Miriam
Should I teach children American English or British English?

Hello guys,<o:p></o:p>

I want to know your opinion about something. Recently I started teaching English to very small children (7-8 years) here in Portugal. They've been learning the numbers from 0 to 20 and next week I'll start with the colors. And then I thought: should I teach them to say "favourite colour" our "favorite color" instead? You see, here in Portugal the handbooks have always been written in British English. But the phonetics of this variant is harder to understand than the American one (at least for us, Portuguese), the average Portuguese person will hear more frequently the American variant than the British one (due to TV series and movies) and, of course, the American variant is more spoken worldwide. So these are the arguments.


Now which English variant do you think I should choose? 

Thanks in advance. (Any correction of mistakes is welcomed)

<o:p></o:p>

Oct 2, 2016 8:58 PM
Comments · 11
4

I'm an American who happens to speak German fluently too (one of the few ones)  but that's neither here nor there. Just to address what Sid1995 said, I've never heard of learning British English first then American English second. They're both the same language. That's like saying I first learned German then Austrian.
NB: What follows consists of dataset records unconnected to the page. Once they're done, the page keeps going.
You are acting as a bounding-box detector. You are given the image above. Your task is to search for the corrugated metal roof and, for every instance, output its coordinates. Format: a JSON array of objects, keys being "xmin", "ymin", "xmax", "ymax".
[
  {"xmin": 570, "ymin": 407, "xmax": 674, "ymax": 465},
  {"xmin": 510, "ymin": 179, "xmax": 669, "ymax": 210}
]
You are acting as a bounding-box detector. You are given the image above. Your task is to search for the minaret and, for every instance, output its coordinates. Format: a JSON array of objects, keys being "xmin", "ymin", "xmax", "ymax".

Excuse me?  I've never heard of a British English course and a separate American English course. I guess it's possible but it seems very strange to me. The difference are mostly in pronounciation with a few word spellings that are slightly different (color versus colour).  And they've got a few idioms we don't have (but understand)  and vice versa. A Brit has no problem understanding an America, nor do Americans have trouble understanding the Brits. The only difference is Americans think the Brits sound so lovely when they speak and the British think Americans sound awful. Just be aware of that. Non- native speakers of English, almost without exception, have an overlying accent that colors their speech pattern as it is such that they neither sound British nor American, so it really, at the end of the day, hardly matters.I've never heard a non-native speaker of English have either an American or a British accent because their native language just bleeds over into and colors their English relatively strongly.  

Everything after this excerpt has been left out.